I am assuming that your parents are not Ps and were simply parenting the way they had been told was the “right” way to parent, but that they loved you. IMHO I would “accept” that they did what they THOUGHT was right, i.e. they made a MISTAKE because they acted on “bad information” that they got from THEIR parents.
By ACCEPTING that they acted on bad information, but their intentions were good, I would be able to feel some empathy for them and actually not be angry at or distrusting of them in the future.
We all act at times on “bad information” that we have accepted as TRUE information. When we do this, we make mistakes. TRUE MISTAKES, not INTENTIONAL BAD ACTIONS.
I can draw a line between true mistakes (acting with good intentions, but with flawed concepts or bad information) and the INTENTIONAL BAD ACTIONS, where the person acts, knowing it is WRONG and they are INTENDING to hurt someone, or they may not specifically be intending to hurt, but they KNOW it WILL HURT and DONT CARE.
Forgiving true mistakes for me is not a big problem. My son C, did some things that were very hurtful to me, but he was acting on BAD INFORMATION, he was collateral damage to the P wife of his, and my enabling mother, and his “Friend” the Trojan Horse P, and his brother my P-son—-so when he SAW THE LIGHT and apologized to me for his actions, I totally forgave him, accepted why he had acted like he had (bad information) and my trust was restored to him. I have no doubt that he will ever mistrust me again or behave in any way that is deliberately wrong. He may again behave in a way that shows he has “bad information” but he will discuss it with me rather than withdraw.
We all make mistakes and act on “bad information”–God knows I have, we believe the LIES, and act on it. Look at Eve in the garden of Eden, she believed the LIE, acted on it, and the “fall of mankind” resulted.
I acted on “bad information” when I fell for the X-BF-P, I believed his lies and brushed away the truth (the red flags) as long as I could. Now, I know the truth, and I am acting on the truth (at least were he is concerned).
Sure, I am 100% responsible for what happens to me, because even if I act on “bad information” it is my choice to do so. That does not, however, take away the BLAME from the person who gave me the bad information (the lies). I am responsible, and they are to blame. If that makes any sense. I do not deserve to be lied to and/or abused, but I allowed it.
I will do my best to seek and act on GOOD INFORMATION in the future. My choices for information will become more discriminating. I will not just take someone’s word for the quality of the information.
I realize that people with GOOD intentions can act on bad information and still be very damaging to my life. People with BAD intentions ARE always damaging to my life.
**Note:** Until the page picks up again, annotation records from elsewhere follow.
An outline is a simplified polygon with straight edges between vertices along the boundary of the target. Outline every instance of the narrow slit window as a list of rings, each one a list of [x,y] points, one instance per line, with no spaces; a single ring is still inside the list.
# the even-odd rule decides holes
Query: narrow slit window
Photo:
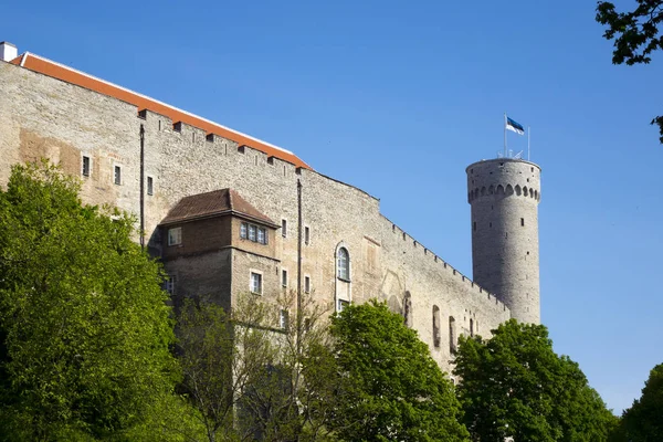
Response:
[[[83,156],[83,170],[84,177],[90,177],[90,157]]]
My task is to delete all the peopole with bad intentions OUT of my life, and pick and choose those with Good intentions and BAD INFORMATION and decide if I want them in my life either.
In the case of your parents, I would go with how they treat you NOW, forgive them (get the bitterness out of your heart against their behavior acting on bad information) and just love them. I wish I could do that with my mother, because in many ways she was acting on bad information, but she has come to the point that though she is a victim (dupe) of my P son herself, she was/is actively TRYING TO HURT ME (in order to “defend” him).
Molly–how are you? What’s going on with you?
Oxy–I like your phrase: “delete all the people with bad intentions OUT of my life, and pick and choose those with Good intentions and Bad Information and decide if I want them in my life”
That’s good advice!!
Pearl and akitameg:
My parents also never touched me except to beat me. I got so conditioned to the abuse that if they even made a gesture to touch me I’d flinch and pull back.
These days I know that they can’t hurt me physically. I do the air-kiss thing quite nicely.
But forgive them? Not in this lifetime. I’m not willing to give them the chance to cause any more destruction in my life.